Selon CB News, c’est la première fois que RSF considère la situation de la presse « difficile » à l’échelle mondiale. L’organisation pointe du doigt les pressions économiques, qui pèsent lourdement sur l’indépendance et la survie des médias.
Des reculs alarmants, même dans les démocraties établies
Parmi les exemples les plus frappants, les États-Unis dégringolent à la 57e place du classement, deux rangs derrière la Sierra Leone. Une chute inquiétante, aggravée depuis le retour au pouvoir de Donald Trump. La situation est d’autant plus préoccupante que plusieurs médias publics américains à l’étranger, comme Voice of America, ont été affaiblis, voire démantelés. Ce recul prive des centaines de millions de personnes d’un accès à une information fiable, rapporte CB News. Le gel de fonds américains destinés au soutien international a aussi précipité la fermeture de nombreux médias, notamment en Ukraine.
Le phénomène des « déserts informationnels » s’étend surtout dans les zones rurales ou locales. Les journaux disparaissent, laissant les citoyens sans relais d’information de proximité. RSF alerte sur cette tendance, qu’elle qualifie d’« asphyxie » de la presse, avec des conséquences durables sur la vie démocratique.
Une crise mondiale accentuée par les géants du numérique
Plus d’une trentaine de pays connaissent des vagues de fermetures de rédactions. En Tunisie, en Argentine ou encore en Palestine, la presse paie un lourd tribut à l’instabilité économique ou politique. Dans certains cas, des journalistes sont contraints à l’exil. RSF estime que près de 200 journalistes ont été tués à Gaza depuis le début du conflit, et plusieurs rédactions détruites.
En parallèle, la domination des géants du numérique, les GAFAM, accentue la crise. Le modèle économique des médias est fragilisé, car ces plateformes absorbent l’essentiel des revenus publicitaires. En Hongrie, le gouvernement concentre les aides publiques vers des titres favorables au pouvoir, affaiblissant encore davantage le pluralisme.
Même dans des pays où la presse reste bien classée, comme la Finlande ou l’Australie, la concentration des médias demeure problématique.
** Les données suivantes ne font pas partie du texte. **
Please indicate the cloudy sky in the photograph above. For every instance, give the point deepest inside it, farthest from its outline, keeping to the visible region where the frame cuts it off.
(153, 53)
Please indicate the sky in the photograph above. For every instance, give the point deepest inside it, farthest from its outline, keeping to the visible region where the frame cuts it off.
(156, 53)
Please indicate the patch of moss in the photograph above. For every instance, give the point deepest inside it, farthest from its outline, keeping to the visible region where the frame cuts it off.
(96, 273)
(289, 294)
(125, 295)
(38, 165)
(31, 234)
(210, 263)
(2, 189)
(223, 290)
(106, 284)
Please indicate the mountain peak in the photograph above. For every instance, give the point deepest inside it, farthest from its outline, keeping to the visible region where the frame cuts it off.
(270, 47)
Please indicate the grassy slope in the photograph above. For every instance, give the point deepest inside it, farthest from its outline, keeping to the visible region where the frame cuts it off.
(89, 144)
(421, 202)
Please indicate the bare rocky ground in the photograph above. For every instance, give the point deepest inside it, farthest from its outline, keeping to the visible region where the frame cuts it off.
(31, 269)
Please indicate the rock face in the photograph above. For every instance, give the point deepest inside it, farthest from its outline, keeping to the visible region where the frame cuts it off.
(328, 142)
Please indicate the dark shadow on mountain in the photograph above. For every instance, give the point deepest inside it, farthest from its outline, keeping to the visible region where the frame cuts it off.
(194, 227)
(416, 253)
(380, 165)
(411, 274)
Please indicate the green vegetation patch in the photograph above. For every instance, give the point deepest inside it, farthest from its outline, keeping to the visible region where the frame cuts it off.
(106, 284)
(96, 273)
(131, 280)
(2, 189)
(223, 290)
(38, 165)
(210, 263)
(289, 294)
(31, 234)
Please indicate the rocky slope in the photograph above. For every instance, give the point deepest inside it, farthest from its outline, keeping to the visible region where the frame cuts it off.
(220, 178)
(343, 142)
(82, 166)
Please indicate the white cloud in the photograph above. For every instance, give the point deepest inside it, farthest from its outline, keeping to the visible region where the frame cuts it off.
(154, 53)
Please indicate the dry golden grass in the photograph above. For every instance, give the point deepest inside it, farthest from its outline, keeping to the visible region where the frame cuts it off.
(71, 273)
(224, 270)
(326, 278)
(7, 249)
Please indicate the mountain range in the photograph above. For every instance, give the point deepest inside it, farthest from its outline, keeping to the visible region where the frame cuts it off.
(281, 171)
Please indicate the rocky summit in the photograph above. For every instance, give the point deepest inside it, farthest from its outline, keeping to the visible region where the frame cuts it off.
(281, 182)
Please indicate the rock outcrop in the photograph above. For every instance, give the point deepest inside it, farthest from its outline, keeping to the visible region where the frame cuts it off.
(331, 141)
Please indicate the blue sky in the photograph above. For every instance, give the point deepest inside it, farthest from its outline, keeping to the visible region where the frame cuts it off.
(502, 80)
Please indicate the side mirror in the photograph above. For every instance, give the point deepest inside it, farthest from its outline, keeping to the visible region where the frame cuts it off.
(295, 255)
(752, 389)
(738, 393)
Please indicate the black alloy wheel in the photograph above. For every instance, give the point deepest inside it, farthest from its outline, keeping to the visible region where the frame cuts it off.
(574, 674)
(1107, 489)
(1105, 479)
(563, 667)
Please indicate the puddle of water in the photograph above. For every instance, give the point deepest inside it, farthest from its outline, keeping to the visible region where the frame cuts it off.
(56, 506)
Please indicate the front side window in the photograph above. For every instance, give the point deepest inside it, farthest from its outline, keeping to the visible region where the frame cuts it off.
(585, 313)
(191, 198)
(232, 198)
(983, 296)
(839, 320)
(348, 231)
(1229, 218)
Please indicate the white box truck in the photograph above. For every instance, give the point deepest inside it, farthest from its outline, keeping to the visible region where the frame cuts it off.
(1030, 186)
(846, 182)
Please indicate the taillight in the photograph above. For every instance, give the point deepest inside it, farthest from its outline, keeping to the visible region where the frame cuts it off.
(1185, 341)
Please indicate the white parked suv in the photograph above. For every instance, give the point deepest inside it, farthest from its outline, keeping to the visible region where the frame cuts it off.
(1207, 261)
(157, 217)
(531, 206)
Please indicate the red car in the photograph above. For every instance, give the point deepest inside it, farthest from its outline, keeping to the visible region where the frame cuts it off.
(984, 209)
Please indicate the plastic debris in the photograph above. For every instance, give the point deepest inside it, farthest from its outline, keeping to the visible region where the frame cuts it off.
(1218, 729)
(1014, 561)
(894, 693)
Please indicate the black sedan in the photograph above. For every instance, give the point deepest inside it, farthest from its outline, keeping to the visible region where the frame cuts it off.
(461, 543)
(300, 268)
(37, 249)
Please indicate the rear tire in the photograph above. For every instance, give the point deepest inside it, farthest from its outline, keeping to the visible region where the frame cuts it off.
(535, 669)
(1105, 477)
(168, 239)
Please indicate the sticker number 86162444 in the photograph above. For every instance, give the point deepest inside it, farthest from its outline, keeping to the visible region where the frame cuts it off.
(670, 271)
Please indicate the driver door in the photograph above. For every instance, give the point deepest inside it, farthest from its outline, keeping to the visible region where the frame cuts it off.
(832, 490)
En France, RSF s’interroge sur l’indépendance des rédactions, alors qu’une poignée de milliardaires détient une grande partie des journaux nationaux.
Face à cette situation, RSF appelle à un « New Deal pour le journalisme ». L’organisation avance 11 propositions concrètes, comme la régulation économique pour garantir le pluralisme, une taxation des géants du numérique pour soutenir l’information de qualité, ou encore la lutte contre les déserts informationnels à travers l’aide publique au développement.